Even young students need to have a high school resume ready all the time. There are reasons why they need it, especially when making a good impression to a prospective employer during an interview to obtain a part-time job, or when applying for a scholarship in college.
Most people do not know how to write a high school resume at first, but actually the level of difficulty when making it ranges from easy to moderate. It is a good idea to update it often and alter it to meet a specific purpose. If you are a teenager, how are you going to do it right without committing a blunder?
- Contact information is important. As a general rule, it should be in letterhead style, which means it must be centered, single-spaced, and placed at the top of the resume.
- What comes as your first line should be your full name. Under that should be your street address, city, state or its two-letter abbreviation, and zip code, each appropriately separated by a comma.
- Put your phone number on the next line, preferably with area code in parenthesis. Make sure you encoded the right number. Under your phone number, you may add your e-mail address.
- Of course, your “Education” section is an essential content of your high school resume since you are still going to school.

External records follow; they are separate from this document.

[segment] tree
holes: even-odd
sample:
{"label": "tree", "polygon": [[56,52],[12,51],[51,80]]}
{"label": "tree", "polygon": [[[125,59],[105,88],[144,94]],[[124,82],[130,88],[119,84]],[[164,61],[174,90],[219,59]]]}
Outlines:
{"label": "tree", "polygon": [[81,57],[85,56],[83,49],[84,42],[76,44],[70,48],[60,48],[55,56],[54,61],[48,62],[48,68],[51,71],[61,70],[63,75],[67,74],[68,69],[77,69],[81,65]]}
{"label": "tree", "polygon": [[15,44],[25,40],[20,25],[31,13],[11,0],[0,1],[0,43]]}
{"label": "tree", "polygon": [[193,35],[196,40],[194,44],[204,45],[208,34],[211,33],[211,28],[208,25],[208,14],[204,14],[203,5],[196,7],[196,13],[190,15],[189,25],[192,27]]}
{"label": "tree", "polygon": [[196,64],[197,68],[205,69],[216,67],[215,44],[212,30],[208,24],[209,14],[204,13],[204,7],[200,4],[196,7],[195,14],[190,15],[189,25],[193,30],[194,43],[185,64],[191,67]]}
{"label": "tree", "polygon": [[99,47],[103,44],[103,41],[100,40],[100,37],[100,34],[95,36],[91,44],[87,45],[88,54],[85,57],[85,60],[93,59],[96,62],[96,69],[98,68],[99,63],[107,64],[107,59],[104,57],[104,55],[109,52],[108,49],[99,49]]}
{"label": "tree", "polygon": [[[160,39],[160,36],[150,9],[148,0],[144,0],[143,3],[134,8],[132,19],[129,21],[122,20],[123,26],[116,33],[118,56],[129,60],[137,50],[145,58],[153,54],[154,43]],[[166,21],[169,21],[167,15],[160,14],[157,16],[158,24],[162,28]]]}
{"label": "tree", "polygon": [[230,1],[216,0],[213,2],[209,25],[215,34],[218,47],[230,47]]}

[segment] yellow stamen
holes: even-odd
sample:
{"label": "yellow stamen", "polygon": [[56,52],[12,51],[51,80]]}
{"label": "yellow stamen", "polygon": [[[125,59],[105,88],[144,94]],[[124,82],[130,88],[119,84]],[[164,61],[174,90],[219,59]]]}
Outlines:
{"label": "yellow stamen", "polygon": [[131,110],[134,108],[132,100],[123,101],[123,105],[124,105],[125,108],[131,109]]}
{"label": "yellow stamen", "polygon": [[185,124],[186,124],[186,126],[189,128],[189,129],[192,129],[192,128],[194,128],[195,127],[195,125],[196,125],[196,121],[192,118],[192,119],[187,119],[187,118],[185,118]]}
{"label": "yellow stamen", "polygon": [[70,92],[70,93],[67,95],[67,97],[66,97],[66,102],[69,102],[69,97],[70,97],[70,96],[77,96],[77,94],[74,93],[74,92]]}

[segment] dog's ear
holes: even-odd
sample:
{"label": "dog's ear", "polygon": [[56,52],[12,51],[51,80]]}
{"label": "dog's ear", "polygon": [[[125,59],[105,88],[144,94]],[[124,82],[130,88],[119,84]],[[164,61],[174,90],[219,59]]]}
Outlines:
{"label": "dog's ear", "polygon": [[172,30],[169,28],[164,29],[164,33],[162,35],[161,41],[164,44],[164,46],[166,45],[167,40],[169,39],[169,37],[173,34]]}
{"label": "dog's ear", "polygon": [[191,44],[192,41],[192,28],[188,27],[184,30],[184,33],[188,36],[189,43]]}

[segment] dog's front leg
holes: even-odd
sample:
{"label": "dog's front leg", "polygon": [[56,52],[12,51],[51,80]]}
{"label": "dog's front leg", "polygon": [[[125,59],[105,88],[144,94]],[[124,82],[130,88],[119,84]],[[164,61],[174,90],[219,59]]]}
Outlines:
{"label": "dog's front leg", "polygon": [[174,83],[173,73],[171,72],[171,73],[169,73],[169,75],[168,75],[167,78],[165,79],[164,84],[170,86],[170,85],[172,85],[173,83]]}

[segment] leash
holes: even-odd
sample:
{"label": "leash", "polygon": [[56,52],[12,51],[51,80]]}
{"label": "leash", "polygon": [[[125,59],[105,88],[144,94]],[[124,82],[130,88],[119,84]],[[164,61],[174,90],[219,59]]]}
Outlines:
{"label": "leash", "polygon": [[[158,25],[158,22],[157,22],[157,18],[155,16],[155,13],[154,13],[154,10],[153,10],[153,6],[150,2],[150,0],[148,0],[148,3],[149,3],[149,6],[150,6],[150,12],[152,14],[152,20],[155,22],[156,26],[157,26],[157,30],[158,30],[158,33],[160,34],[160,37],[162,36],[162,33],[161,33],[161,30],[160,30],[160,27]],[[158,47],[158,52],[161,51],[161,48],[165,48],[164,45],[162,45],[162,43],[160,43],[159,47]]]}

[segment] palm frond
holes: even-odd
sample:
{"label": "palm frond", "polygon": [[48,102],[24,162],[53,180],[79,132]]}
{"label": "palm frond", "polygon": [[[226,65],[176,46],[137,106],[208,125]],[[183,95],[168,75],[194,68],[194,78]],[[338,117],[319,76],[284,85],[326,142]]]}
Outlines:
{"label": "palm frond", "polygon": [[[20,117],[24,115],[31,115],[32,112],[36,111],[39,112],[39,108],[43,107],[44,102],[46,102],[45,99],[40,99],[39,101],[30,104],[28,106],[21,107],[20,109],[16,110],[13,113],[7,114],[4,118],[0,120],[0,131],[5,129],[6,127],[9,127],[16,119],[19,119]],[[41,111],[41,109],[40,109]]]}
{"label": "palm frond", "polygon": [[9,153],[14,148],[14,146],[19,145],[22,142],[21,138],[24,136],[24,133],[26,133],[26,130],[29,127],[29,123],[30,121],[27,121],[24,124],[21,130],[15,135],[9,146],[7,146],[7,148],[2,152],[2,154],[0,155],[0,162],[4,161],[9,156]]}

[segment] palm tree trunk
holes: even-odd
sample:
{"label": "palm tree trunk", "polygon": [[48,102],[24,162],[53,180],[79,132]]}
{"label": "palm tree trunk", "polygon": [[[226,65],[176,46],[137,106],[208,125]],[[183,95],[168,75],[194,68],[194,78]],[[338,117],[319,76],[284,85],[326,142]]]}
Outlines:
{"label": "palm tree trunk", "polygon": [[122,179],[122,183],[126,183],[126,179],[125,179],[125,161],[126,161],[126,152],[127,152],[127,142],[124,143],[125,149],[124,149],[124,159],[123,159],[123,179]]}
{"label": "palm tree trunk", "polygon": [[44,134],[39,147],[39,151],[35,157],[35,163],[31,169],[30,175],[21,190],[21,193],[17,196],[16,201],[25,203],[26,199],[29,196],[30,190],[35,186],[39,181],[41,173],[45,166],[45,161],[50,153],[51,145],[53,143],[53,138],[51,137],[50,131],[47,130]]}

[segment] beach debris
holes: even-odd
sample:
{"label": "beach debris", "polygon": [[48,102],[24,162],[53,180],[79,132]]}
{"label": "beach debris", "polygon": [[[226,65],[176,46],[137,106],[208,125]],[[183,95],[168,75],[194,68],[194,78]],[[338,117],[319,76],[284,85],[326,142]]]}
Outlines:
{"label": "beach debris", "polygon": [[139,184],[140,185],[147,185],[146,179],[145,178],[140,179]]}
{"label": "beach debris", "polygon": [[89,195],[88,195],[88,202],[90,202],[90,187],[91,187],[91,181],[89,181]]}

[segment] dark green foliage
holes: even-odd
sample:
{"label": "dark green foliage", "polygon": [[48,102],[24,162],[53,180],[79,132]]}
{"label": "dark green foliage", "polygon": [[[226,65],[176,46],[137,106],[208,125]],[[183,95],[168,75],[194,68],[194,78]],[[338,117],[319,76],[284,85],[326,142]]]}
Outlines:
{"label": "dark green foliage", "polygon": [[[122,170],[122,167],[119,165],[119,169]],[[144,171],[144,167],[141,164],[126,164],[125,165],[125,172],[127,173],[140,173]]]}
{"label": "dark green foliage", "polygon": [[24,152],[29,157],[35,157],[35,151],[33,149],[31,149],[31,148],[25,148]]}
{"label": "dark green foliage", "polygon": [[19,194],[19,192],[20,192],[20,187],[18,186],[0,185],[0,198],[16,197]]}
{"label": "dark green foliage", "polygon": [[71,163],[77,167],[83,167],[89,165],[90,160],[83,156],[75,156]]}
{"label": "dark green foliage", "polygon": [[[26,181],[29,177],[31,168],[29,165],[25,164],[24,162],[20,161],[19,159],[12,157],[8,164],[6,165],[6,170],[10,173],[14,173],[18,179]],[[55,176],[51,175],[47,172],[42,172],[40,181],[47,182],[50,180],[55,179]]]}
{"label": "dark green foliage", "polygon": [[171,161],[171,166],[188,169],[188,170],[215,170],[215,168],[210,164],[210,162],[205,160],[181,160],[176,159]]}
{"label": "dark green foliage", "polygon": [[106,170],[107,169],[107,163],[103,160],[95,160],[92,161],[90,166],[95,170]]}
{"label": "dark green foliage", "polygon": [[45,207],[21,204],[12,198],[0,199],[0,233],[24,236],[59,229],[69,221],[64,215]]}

- Basically, your title should be placed on the left side, followed by the name and address of your school, as well as the dates you have been there. You may or may not state your class ranking or grade point average.
- List down classes that showed your skills in an area or field, say in computer. If you plan to apply for a series of art courses, it will be interesting to the resume reader to know any related elective classes you attended.
Your work experiences
- List all your work experiences under your “Work Experience” section in chronological order, which include the name and address of your employer, inclusive dates of your work, your job title, and description of your duties and responsibilities. If you are presently employed, place the details in present tense.
- In lieu of any formal job experience, you may include jobs such as yard work, volunteer work, or baby-sitting.
If you think details about your awards, honors, interests, and extra-curricular activities are particularly important to your purpose, you may do so. Since you are a high school student with limited or not job experience yet, it would be a plus point on your part if a hiring manager knows that you are gaining new skills and exposure in community activities.